Not saying it was amazing, but it was sweet. Made me smile every now and then. Slightly cliche but still, some words to remember.

"Once you face and understand your limitations, you can work with them, instead of having them against you and get in your way, which is what they do when you ignore them, whether you realize it or not.  And then you will find that, in many cases, your limitations can be your strengths." (p. 48)

"Sooner or later, we are bound to discover some things about ourselves that we don't like. But once we see they're there, we can decide what we want to do with them. " (p. 58)

"So quite often, the easiest way to get rid of a Minus is to change it into a Plus. Sometimes you will find that characteristics you try hard to eliminate eventually come back, anyway. But if you do the right things, they will come back in the right ways. And sometimes those very tendencies that you dislike the most can show up in the right way at the right time to save your life, somehow." (p. 61)

"There are things about ourselves that we need to get rid of; there are things we need to change. But at the same time, we do not need to be too desperate, too ruthless, too combative. Along the way to usefulness and happiness, many of those things will change themselves, and the others can be worked on as we go. The first thing we need to do is recognize and trust our own Inner Nature, and not lose sight of it." (p. 65)

February 12, 2012

"There was a time when you couldn't get me out of there."


The Silent Season of a Hero by Gay Talese

So excited to tackle this book. The only story from this collection I've read is "Frank Sinatra Has a Cold." Really liked this one about a few days in the life of Joe DiMaggio, who 25 years after the peak of his career became a pretty lonely, solitary, sad man.
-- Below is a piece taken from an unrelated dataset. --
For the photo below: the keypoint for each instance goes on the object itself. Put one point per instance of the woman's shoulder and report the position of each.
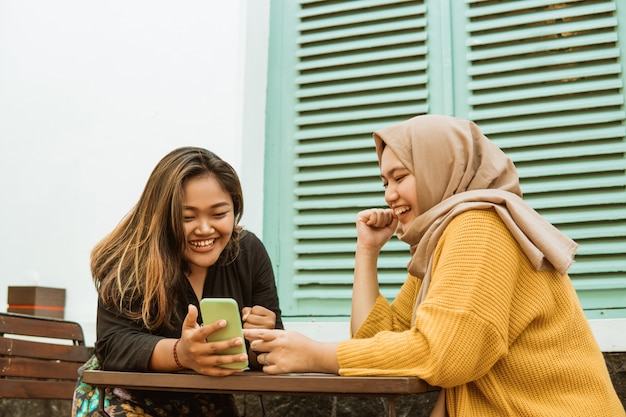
(249, 241)
(482, 222)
"Everywhere he goes the questions seem the same, as if he has some special vision into the future of new heroes, and everywhere he goes, too, older men grab his hand and feel his arm and predict that he could still go out there and hit one, and the smile on DiMaggio's face is genuine. He tries hard to remain as he was--he diets, he takes steam baths, he is careful; and flabby men in the locker rooms of golf clubs sometimes steal peeks at him when he steps out of the shower, observing the tight muscles across his chest, the flat stomach, the long sinewy legs. He has a young man's body, very pale and little hair; his face is dark and lined, however, parched by the sun of several seasons. Still he is always an impressive figure at banquets such as this--an immortal, sportswriters called him, and that is how they have written about him and others like him, rarely suggesting that such heroes might ever be prone to the ills of mortal men, carousing, drinking, scheming; to suggest this would destroy the myth, would disillusion small boys, would infuriate rich men who own ball clubs and to whom baseball is a business dedicated to profit and in pursuit of which they trade mediocre players' flesh as casually as boys trade players' pictures on bubble-gum cards."
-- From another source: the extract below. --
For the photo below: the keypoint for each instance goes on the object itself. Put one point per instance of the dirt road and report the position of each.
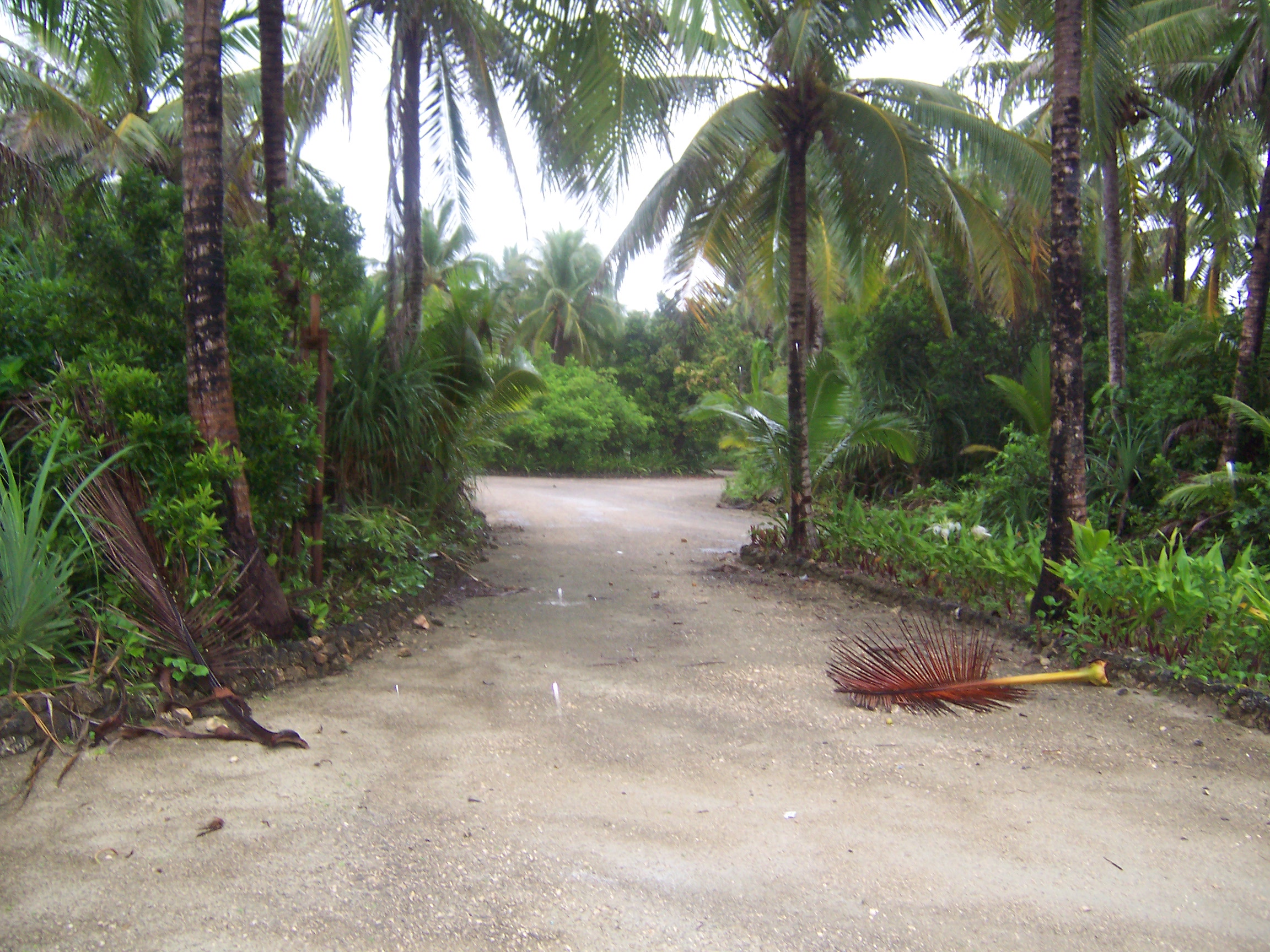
(698, 787)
"The reporters waited silently then DiMaggio walked slowly into the cage and picked up Mantle's bat. He took his position at the plate, but obviously it was not the classic DiMaggio stance; he was holding the bat about two inches from the knob, his feet were not so far apart, and, when DiMaggio took a cut at Benson's first pitch, fouling it, there was none of that ferocious follow through, the blurred bat did not come whipping all the way around, the No. 5 was not stretched full across his broad back.
Di Maggio fouled Benson's second pitch, then he connected solidly with the third, the fourth, the fifth. He was just meeting the ball easily, however, not smashing it, and Benson called out, "I didn't know you were a choke hitter, Joe."
"I am now," DiMaggio said, getting ready for another pitch.
He hit three more squarely enough, and then he swung again and there was a hollow sound.
"Ohhh," DiMaggio yelled, dropping his bat, his fingers stung. "I was waiting for that one." He left the batting cage rubbing his hands together. The reporters watched him. Nobody said anything. Then DiMaggio said to one of them, not in anger nor in sadness, but merely as a simply stated fact, "There was a time when you couldn't get me out of there."